Thank you for the review. We are glad you recognize the benefit of distinguishing between HK+ and HK- and the benefit of the datasets.

Considering the comments, we have uploaded a revised version of our paper with modifications in blue. The main updates include adding mitigation results in Section 4.3, creating Appendix B.3 to provide additional qualitative evaluations, and adding Appendix E to present generalization and classification results across two different Bad-shot configurations.

The justification for categorizing hallucination types is weak…

Thanks for the suggestion. We agree that it can be beneficial to show that mitigation works better on HK+ than on HK- as HK- requires external knowledge for mitigation. There are many methods to mitigate hallucinations, from prompting (Si et al., 2022) to intervene in the model’s inner states (Chuang et al., 2023) We work with a simple form of mitigation via prompting. The final results are in the new paper version in a new Section 4.3. These results show that HK+ cases benefit much more from mitigation than HK-. Interestingly, a few HK- cases do benefit from mitigation, which we attribute to a wrong categorization as HK- in this case.

analysis supporting the claim that HK+ and HK- have distinct characteristics is inadequate…

Figure 3 shows the accuracy of classifiers in distinguishing between Factually-correct, HK-, and HK+ examples. Each sub-figure presents results for all three models, and we observe that accuracy for each model is well above random chance. This indicates that the model's internal states can effectively distinguish between these types of hallucinations.

The experimental detail is inconsistent. Figure 5 discusses "Knowledge and hallucination differences"...

Thank you the comment. Our method begins by splitting examples based on the model's level of knowledge. We label low-knowledge examples as HK-, while high-knowledge examples are divided into factually correct and HK+ based on model generation in the specific setting. In Figure 5.1, knowledge similarity refers to cases where the model has high-knowledge prior to the factually correct vs. HK+ split. The hallucination examples in Figures 5.b and 5.c correspond to HK+ cases. We changed the caption accordingly.

distinction between the "probe" and the "classifier"

To avoid confusion, we now exclusively use the term ‘classifier’ in place of ‘probe’ throughout the paper.

Furthermore, the meaning of the dashed line in Figure 3 is not explained…

We agree and have specified that it is the random baseline.

In my opinion, some experimental setups and their significance are unclear.

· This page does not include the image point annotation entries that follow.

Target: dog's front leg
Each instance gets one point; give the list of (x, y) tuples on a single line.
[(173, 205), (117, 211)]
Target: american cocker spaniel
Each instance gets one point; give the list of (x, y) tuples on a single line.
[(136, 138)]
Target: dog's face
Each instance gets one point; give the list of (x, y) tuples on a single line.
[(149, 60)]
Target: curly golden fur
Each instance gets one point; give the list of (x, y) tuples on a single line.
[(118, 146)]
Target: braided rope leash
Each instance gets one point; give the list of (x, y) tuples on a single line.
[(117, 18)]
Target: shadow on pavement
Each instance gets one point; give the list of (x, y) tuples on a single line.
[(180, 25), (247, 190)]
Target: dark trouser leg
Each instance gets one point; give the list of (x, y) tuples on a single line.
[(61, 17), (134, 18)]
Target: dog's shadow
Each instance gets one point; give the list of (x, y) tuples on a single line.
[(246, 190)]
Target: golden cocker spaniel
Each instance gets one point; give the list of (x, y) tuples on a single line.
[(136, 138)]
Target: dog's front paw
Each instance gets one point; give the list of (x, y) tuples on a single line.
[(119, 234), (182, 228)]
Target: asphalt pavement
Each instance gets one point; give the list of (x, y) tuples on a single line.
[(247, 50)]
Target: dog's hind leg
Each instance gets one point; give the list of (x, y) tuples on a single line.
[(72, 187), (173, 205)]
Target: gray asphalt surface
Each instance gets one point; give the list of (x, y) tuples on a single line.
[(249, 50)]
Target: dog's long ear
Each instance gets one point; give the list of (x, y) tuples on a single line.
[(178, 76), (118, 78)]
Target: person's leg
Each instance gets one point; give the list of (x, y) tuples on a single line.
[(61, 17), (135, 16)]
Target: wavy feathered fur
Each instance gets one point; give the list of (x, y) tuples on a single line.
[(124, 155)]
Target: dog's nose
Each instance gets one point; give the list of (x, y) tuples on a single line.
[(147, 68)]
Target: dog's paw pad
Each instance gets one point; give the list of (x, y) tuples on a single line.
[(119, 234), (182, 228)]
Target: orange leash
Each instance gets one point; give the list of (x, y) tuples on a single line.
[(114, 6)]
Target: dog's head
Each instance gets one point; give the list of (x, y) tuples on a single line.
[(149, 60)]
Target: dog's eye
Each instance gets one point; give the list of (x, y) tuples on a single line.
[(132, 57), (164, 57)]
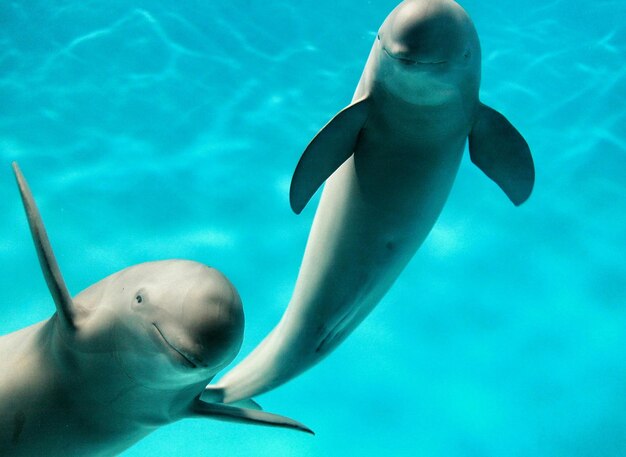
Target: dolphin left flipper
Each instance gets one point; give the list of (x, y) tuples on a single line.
[(220, 411), (501, 152), (331, 147)]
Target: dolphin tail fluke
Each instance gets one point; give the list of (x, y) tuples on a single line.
[(231, 413), (52, 273), (499, 150), (331, 147)]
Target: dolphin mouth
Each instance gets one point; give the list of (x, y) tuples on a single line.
[(187, 359), (408, 61)]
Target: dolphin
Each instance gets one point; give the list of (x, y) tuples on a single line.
[(389, 160), (125, 356)]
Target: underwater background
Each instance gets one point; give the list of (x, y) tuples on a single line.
[(164, 129)]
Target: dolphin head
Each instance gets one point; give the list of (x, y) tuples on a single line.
[(168, 323), (427, 48)]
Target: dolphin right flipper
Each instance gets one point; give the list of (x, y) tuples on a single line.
[(230, 413), (499, 150), (331, 147), (49, 267)]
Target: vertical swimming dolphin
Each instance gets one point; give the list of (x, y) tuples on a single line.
[(389, 160)]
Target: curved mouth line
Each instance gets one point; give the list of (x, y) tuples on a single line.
[(412, 61), (178, 351)]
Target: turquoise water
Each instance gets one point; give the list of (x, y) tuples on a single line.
[(153, 130)]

For instance, what is the meaning of the experiment in Section 4.2?...

Our aim is to enable investigation into the phenomenon of HK+ hallucinations. To study this, we used two synthetic settings: the Alice-Bob setting and the Bad-shot setting. Since these are synthetic, we needed to demonstrate that they can effectively mimic non-synthetic HK+ hallucinations, especially as we lack a large sample of non-synthetic HK+ cases. We showed that these two distinct settings are generalizable, indicating that, despite their large differences, both approaches yield comparable HK+ examples. This similarity supports the idea that different settings will produce similar HK+ classifiers, thus making those settings suitable for studying and understanding the HK+ hallucination phenomenon.

Additionally, in the experiment described in Section 5.2, the generic dataset should not account for model-specific hallucinations or knowledge. However…

To construct the generic dataset, we generated incorrect answers as generic hallucinations by prompting Mistral to produce wrong answers. This process could potentially make the generic dataset more similar to the model-specific Mistral dataset. However, our results show that this way of creating the wrong answers with Mistral provided no advantage for the generic dataset. In fact, this outcome further highlights the benefits of using a model-specific dataset. Despite the generic dataset being generated using responses from Mistral, it still performs worse than the model Mistral-specific dataset. We added clarification in the new version.

Is it possible to provide null accuracy for each classification result? (Figure 3,4,6,7)

The dashed line in all the graphs is the null-random accuracy. We added specification.

Was the classifier trained on different QA datasets...

For each model and dataset, we train a separate classifier for each layer. Training takes only a few minutes per model and dataset. We use the LinearSVC classifier from the sklearn library, set with a maximum of 1 million iterations. As outlined in Section 3, we use 1,000 examples for each category (HK-, HK+, and factually correct), with 70% of the data for training and 30% for testing.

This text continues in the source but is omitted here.